Leaving a phone call to an AI agent that’s annoying and sometimes scary? It’s not a fanciful future, it’s something that’s happening now. AI call agent technology, such as a service in which AI calls instead to reserve restaurants and cancel subscriptions, is penetrating into daily life one after another.
U.S. AI search startup Jens Park officially launched its “AI Call Secretary” service in Korea in June. Jens Park’s AI call assistant service is characterized by AI calling instead when a user links his or her number starting with “+82 (Korea’s international phone country code)” with the Jens Park platform and enters the name, phone number, and purpose of the call. It is also possible to make calls from Korea to overseas. If you are preparing to travel to Japan, you can use your AI phone to call the Japanese restaurant you want and ask, “I’m going to visit next Tuesday evening, can I make a reservation for 2 people?”
AI phone agents have emerged that can be easily used by general users in daily life, going beyond corporate services such as “AI counselors” applied to call centers and Naver’s “Clova Care Call” to ask how they are doing.
FineAI, a U.S. start-up that started its service this year, said, “It is an AI agent that helps customer services such as billing and cancellation,” and came up with a service that performs tasks that customers have to call and solve. From canceling a subscription to a carrier pricing plan or cable TV, to calling an airline to demand compensation for flight delays, FineAI uses agents to replace them.
The fact that the U.S. still has to call and apply for the cancellation of its subscription is considered to be the background of the emergence of such a call agent. Diddy Das, a partner at Silicon Valley Venture Capital (VC) Menlo Ventures, mentioned FineAI and said, “Fine automates long calls that you couldn’t make due to lack of time. “It’s the first AI agent product that has allowed me to save so much time,” he said.
In order to implement such a voice-based call agent, latency must be minimized to enable natural conversation. Previously, in order for AI to listen to and answer people, it was necessary to first convert the voice inputted with STT (Speech-to-Text) technology into text, then understand the text with a language model to generate an appropriate answer, and output the answer as voice through text-to-speech (TTS) technology. However, as the performance of the ‘multi-modal’ model that can process voice continues to be advanced, it is now possible for AI to understand voice immediately and to generate and answer the result directly with voice. For GPT-4o, the minimum response time is 232 milliseconds (0.232 seconds), which can respond at a similar rate to humans. AI’s voice tone is also becoming more natural like humans beyond mechanical sounds.

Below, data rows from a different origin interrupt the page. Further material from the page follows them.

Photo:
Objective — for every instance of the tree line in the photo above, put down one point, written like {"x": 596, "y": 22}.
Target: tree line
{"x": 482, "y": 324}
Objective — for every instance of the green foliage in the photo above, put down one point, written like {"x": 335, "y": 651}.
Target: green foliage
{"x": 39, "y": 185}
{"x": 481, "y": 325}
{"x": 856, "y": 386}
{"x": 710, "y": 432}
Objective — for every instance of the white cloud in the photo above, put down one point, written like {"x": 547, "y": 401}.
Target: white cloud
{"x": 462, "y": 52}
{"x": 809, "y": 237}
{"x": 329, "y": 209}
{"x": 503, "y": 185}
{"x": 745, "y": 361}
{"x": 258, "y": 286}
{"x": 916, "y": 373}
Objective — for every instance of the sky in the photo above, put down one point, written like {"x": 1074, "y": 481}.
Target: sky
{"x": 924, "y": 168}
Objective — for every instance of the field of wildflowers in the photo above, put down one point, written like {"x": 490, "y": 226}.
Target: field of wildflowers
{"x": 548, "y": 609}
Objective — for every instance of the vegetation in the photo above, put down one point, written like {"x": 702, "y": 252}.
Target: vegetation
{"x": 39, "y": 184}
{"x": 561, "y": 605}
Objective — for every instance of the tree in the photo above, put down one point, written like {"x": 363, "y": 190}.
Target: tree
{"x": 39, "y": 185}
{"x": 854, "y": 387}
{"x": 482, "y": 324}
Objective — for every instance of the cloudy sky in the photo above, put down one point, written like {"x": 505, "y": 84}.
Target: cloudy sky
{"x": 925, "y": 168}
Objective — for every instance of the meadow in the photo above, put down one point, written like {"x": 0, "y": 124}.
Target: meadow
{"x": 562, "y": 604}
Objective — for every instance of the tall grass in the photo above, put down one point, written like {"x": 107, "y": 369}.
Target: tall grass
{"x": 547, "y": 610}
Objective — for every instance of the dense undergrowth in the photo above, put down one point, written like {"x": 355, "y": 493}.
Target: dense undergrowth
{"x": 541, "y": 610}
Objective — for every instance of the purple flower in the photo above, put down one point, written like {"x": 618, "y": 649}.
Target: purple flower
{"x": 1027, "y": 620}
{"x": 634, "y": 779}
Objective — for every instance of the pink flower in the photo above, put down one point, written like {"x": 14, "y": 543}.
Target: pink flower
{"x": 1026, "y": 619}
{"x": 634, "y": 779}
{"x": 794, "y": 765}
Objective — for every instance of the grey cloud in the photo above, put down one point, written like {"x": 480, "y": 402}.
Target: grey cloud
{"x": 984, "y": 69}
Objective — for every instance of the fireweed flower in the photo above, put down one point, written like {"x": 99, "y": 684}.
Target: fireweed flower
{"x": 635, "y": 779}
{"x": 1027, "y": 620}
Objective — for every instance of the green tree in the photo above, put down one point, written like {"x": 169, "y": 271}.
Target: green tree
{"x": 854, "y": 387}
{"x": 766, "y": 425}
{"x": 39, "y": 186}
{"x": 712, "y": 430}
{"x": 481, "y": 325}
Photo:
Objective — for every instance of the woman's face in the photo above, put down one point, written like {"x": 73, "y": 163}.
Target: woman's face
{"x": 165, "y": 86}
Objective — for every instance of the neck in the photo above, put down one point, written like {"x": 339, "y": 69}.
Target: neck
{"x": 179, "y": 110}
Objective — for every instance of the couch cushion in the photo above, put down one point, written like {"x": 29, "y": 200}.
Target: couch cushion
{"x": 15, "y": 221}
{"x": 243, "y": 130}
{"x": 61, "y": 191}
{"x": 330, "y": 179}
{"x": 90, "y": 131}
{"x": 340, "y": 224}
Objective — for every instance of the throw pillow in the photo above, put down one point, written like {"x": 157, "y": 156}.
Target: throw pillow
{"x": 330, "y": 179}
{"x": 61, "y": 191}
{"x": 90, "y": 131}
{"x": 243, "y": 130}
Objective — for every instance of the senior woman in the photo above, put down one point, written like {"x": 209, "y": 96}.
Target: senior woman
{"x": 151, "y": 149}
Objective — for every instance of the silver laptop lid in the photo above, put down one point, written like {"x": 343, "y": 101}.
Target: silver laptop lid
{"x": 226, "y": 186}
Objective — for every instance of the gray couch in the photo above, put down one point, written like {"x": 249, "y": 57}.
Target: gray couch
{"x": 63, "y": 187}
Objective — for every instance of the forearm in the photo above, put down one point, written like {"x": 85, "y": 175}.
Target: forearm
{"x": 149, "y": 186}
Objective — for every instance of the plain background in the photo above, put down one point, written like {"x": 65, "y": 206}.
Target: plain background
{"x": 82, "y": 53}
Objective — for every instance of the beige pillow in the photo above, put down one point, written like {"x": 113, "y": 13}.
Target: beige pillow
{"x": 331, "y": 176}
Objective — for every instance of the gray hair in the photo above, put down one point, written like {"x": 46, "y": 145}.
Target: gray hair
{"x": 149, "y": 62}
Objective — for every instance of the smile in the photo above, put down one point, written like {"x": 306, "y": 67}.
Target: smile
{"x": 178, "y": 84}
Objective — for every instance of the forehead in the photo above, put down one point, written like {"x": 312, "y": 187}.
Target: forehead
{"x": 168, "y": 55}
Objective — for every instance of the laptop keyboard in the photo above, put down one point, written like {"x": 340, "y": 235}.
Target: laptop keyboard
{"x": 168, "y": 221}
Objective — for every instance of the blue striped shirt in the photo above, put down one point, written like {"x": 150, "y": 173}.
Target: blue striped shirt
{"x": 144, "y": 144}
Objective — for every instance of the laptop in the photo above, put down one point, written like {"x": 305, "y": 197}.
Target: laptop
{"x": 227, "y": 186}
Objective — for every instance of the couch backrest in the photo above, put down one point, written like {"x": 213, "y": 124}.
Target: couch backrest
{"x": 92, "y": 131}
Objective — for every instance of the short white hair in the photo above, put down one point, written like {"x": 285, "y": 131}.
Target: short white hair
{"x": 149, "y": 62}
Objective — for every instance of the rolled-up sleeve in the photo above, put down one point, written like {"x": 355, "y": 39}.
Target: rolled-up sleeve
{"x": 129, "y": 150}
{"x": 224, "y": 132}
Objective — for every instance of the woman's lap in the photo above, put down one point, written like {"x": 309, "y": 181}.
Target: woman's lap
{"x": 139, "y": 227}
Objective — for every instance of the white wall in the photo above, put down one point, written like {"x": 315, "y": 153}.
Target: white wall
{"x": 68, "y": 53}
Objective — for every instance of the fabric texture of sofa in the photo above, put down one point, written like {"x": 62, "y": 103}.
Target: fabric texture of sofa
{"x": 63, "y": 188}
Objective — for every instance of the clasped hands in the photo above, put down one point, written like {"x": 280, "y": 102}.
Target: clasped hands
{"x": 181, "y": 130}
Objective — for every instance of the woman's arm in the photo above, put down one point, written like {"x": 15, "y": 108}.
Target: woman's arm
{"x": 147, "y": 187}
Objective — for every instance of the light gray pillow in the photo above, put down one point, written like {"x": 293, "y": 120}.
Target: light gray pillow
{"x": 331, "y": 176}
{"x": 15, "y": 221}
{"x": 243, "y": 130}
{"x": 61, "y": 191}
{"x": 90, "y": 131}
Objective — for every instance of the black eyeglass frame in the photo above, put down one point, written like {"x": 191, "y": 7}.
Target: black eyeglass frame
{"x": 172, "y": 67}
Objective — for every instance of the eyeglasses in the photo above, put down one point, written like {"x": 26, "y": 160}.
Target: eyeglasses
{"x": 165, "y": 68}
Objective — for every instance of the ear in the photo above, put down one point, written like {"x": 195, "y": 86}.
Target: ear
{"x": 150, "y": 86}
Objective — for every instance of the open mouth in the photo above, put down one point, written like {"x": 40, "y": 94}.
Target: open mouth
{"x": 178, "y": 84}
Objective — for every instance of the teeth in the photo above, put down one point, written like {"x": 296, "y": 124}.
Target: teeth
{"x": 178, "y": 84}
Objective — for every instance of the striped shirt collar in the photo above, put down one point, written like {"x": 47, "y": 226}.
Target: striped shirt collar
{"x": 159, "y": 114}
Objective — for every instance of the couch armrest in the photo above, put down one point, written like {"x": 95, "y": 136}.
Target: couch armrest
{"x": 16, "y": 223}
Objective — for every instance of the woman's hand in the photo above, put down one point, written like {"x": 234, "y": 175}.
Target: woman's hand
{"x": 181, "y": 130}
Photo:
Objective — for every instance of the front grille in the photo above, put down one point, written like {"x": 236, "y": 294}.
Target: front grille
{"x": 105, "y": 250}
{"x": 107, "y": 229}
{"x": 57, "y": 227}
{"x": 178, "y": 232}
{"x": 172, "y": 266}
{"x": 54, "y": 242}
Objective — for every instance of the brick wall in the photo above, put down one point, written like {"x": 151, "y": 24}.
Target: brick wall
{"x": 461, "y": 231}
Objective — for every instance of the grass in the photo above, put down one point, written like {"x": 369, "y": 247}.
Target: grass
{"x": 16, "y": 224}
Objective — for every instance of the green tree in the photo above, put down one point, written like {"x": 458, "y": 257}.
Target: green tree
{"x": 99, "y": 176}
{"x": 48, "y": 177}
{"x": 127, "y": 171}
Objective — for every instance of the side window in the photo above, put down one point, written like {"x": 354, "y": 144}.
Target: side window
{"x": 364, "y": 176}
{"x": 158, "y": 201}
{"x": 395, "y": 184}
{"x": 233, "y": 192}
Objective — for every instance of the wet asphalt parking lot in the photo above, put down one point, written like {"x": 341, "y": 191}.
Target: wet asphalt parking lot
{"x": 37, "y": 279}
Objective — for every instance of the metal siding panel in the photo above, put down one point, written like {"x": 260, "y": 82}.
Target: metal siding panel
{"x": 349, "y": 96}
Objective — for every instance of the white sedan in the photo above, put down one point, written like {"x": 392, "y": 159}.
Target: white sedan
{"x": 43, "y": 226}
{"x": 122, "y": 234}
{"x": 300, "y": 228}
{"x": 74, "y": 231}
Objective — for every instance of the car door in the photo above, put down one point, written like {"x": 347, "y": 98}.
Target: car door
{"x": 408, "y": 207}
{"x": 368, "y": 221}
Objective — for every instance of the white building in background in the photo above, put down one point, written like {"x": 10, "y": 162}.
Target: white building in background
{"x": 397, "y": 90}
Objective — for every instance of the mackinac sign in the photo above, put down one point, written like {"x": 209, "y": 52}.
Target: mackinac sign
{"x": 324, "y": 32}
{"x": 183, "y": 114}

Last month, Google also introduced an AI business phone function in which AI calls companies on behalf of users and collects information such as reservation status and price. There is no AI call agent available to individuals in Korea yet. The AI call app “Excio,” operated by LG U+, is considering developing a function to make calls instead of users. Exio provides a “receive instead of a phone” function in which AI picks up the phone instead and takes notes on the contents when it is difficult for users to answer the phone.